Professor Tampoia admirably balances the hard realism of Balibar with the optimism of Habermas and hints the solution is not either or but a dialectical one of both/and. We cannot be naïve and utopical only, but on the other hand we cannot be cynical and nihilistic either. As Dante intimates, sometimes the way down is the way up...

Be that as it may, as Tampoia suggests a neo-federalist movement with common interests and a common heritage remains to be devised for the EU. It is my contention however that the foundation for such a vision rest on a common heritage, that is more spiritual than cultural and more cultural than merely economic, and was in fact envisioned by the founding fathers of the EU and that all that is needed is to re-discover it. While I agree that a “rethinking of the institutional and political architecture” of the EU is needed, I also argue that such a rethinking is to be begun at the point of origins of such an architecture.

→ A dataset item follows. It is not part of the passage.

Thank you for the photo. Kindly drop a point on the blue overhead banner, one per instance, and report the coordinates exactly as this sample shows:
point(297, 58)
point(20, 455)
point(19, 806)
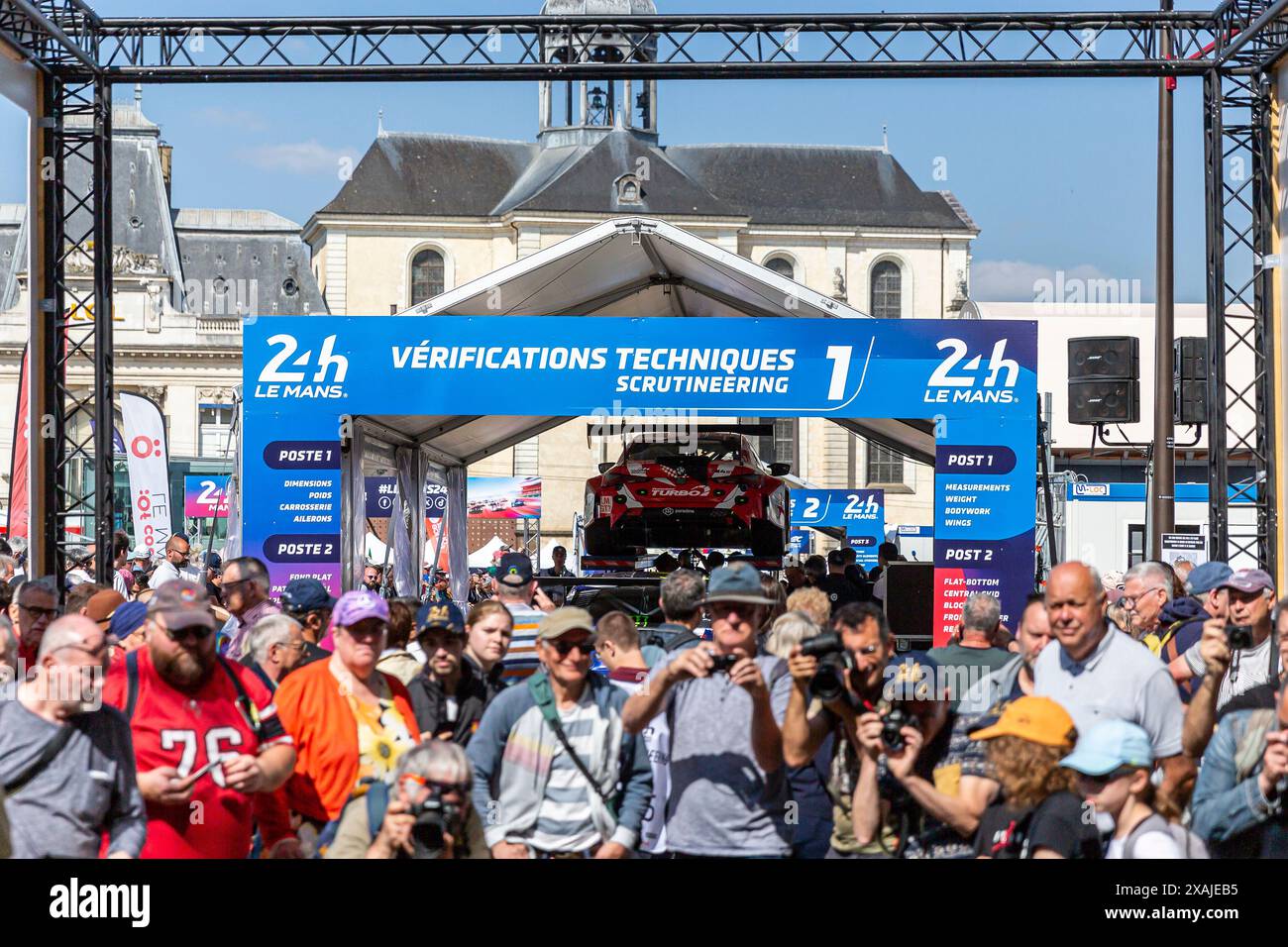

That may sound Vichian, even Crocean, but so be it. It is about time to consider that those philosopher now viewed as anachronistic by many fellow-philosophers may hold the key to a future European Renaissance. Tampoia is certainly on the right track when he suggests that such a new architectural framework should be “grounded in ethical values,” which comes close to saying that the solution is to be found not in material or economic principles but in spiritual principles. I think Silone had it on target. What we desperately need is “a conspiracy of hope.”

Francesco Tampoia 2012-07-09 23:55:54
Dear Emanuel

Thanks for your overstated words of esteem and the indirect invitation to return to decisive points about the question Europe. The word crisis, which Edmund Husserl used to justify his reflections on Europe, though limited to the European sciences- like so many others between W.W. I and II- surely is not appropriate to describe the impending imminence, the particular tensions and the heavy economic difficulties of today. Luckily, we are not in front of a European war. We are facing an epochal economic and financial crisis. I want only to remember, as Husserl did, that we Europeans, in that Europeans, are called to fulfil a responsibility, that have been bequeathed to us, i.e. to be faithfully responsible for the European memory. By means of the Balibar’reflections, in my article, I have briefly depicted the current economic condition of Europe. That, as you share, is also cultural and spiritual. Hence, the invitation to all Europeans to re-assume the classical idea of responsibility, to refer to the genealogy of European responsibility. It is urgent to re-address the issue of Europe, to rethink of the institutional and political architecture. The way in which the European Union exercises its powers needs to be clarified.
Again, we are at the ethical question.